# How to slowly heat up the cold water my Bettas in?



## Nicpatmore (Feb 19, 2013)

PLEASE HELP!

I was told by the fish store that my Betta could live in an unheated bowl, which he's been in since Saturday when he came home.

I've read up all about him and now know that he needs to be heated!

I have a larger tank and heater ready to go... Here's the problem

The water he's in is 58degrees F (I can't believe he's in it, poor thing)
The thermostat on my heater only goes down to 68degrees

I know I shouldn't change his temp too drastically.

How do I best raise the temp from 58 to 68, given that I can't set the thermostat lower? It takes about 1 hour for the tank water to warm up to 68 and its currently not warm, and he's in the cold bowl.

If I put him in the tank and warm it up over the next hour to 68 degrees will he suffer?

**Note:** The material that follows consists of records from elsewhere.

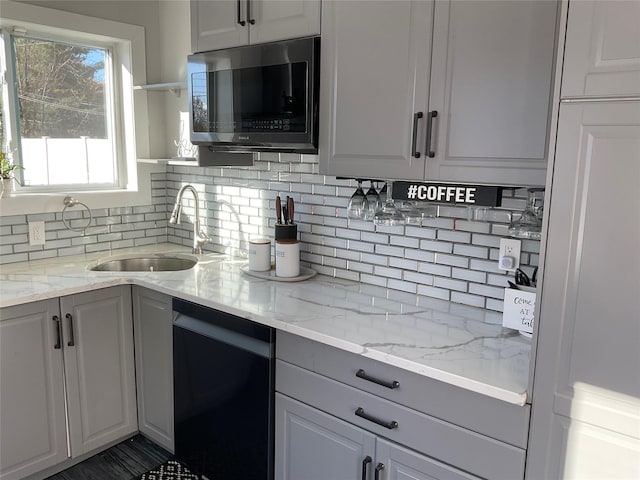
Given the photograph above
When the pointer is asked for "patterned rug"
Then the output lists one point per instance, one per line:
(170, 470)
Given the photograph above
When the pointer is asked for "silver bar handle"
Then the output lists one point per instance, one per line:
(367, 460)
(252, 21)
(240, 22)
(392, 384)
(58, 344)
(390, 425)
(430, 116)
(414, 139)
(71, 341)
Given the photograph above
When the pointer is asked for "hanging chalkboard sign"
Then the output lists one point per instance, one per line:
(479, 195)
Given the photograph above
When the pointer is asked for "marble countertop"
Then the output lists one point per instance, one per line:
(441, 340)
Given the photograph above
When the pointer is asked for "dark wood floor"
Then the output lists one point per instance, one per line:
(125, 461)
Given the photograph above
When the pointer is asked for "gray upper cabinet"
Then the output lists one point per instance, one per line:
(375, 83)
(473, 106)
(217, 24)
(491, 76)
(152, 319)
(33, 432)
(602, 52)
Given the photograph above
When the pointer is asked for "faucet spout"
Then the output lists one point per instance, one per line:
(199, 237)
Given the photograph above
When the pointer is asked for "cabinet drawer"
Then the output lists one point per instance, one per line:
(473, 411)
(443, 441)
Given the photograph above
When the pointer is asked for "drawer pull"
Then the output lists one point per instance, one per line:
(390, 425)
(72, 337)
(362, 374)
(58, 344)
(430, 117)
(367, 460)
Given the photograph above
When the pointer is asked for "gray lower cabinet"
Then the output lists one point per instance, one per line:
(586, 389)
(443, 91)
(69, 358)
(331, 404)
(33, 432)
(313, 445)
(152, 318)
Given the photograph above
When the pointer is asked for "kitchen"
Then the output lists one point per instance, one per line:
(447, 265)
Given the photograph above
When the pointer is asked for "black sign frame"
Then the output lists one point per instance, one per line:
(459, 194)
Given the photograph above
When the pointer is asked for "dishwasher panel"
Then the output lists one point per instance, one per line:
(223, 393)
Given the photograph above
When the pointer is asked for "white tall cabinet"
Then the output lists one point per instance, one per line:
(67, 365)
(443, 91)
(586, 390)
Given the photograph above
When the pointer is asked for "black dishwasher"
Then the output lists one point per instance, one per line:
(223, 389)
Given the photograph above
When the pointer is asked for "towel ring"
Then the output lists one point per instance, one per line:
(72, 202)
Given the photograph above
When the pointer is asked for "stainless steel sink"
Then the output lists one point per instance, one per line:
(146, 263)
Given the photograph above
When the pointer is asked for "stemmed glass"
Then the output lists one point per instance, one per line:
(358, 206)
(374, 201)
(529, 225)
(382, 194)
(388, 214)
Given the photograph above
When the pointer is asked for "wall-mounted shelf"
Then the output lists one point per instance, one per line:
(170, 161)
(173, 87)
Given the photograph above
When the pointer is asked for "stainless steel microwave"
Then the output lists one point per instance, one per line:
(259, 98)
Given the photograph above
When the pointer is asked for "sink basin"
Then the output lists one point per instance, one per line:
(146, 263)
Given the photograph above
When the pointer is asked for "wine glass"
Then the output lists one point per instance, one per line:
(388, 214)
(382, 194)
(374, 202)
(358, 205)
(529, 224)
(410, 212)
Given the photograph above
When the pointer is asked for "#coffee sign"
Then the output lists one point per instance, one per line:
(448, 193)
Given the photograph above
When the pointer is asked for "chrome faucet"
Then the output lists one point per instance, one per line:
(199, 237)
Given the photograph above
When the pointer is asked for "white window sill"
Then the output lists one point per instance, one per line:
(53, 202)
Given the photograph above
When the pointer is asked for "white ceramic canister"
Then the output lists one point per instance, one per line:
(260, 255)
(287, 258)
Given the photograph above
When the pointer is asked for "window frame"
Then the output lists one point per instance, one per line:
(130, 65)
(115, 110)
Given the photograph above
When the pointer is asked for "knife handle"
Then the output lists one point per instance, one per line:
(290, 209)
(278, 210)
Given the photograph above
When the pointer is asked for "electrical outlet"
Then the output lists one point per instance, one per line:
(36, 233)
(509, 257)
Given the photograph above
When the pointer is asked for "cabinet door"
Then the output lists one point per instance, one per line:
(152, 319)
(283, 19)
(491, 77)
(602, 50)
(402, 464)
(590, 301)
(216, 24)
(312, 445)
(33, 432)
(99, 366)
(375, 79)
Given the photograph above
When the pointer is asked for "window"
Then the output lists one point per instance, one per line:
(67, 101)
(64, 108)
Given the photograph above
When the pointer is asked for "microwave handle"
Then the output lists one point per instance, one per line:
(240, 22)
(252, 21)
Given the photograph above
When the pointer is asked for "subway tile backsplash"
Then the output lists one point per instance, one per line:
(452, 257)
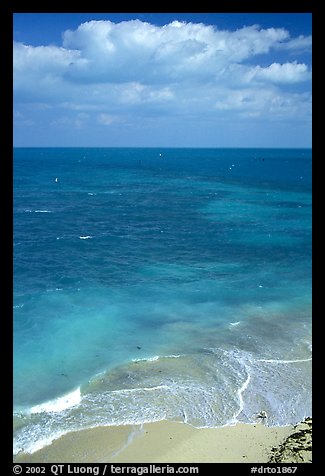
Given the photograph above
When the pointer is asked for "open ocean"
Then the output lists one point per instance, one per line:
(156, 284)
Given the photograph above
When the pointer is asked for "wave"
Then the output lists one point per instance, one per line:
(214, 388)
(37, 211)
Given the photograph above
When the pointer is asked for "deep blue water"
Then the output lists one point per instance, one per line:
(158, 283)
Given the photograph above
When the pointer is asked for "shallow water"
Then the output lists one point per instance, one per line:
(150, 287)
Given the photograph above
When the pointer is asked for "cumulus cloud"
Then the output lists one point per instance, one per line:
(134, 67)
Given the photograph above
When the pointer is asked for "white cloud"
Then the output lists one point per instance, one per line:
(136, 68)
(283, 73)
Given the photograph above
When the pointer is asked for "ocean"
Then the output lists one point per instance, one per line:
(155, 284)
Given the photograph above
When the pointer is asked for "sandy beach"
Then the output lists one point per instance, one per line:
(174, 442)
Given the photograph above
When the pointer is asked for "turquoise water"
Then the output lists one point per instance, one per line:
(153, 284)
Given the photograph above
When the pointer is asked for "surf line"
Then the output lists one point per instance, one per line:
(275, 361)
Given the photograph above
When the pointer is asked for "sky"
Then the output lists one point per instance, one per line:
(162, 79)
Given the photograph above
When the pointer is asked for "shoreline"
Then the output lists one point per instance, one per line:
(177, 442)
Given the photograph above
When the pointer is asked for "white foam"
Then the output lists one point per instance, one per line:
(279, 361)
(58, 404)
(147, 359)
(33, 446)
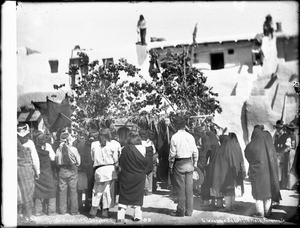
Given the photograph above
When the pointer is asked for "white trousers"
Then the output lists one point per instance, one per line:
(104, 191)
(263, 207)
(137, 213)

Advice gratefully received


----------



## shellieca (Jul 12, 2012)

Congrats on your new Betta & yay to you for doing research. I would remove him from the tank into a container you can float in his tank, do a water change on the tank with the new water being as close to the temp you want as you can get it, make sure you add conditioner, add the heater if you haven't already & turn it on. Float his container in the tank, only leave enough water in the container that he can comfortably swim around, add one tablespoon of the tank water to the container about every 15 minutes for an hour or more then release him. IMO, its no different than when you bring home a new one & want to add him to his new tank. Hope this makes sense, ask more questions if not.


----------



## Crowntails (Feb 12, 2013)

Raise it slowly over a whole day period of time. Your gonna need to get a stronger powered heater to raise the temp to 78 degrees where bettas like it best.


----------



## Nicpatmore (Feb 19, 2013)

Thanks. That's really helpful. We've started the process and are confident he'll be happy! Our heater goes way above 68, but I think I might leave it around that for a day so he doesn't have a 20degree jump all at once. Then I'll go up 2 per day til I reach 78.


----------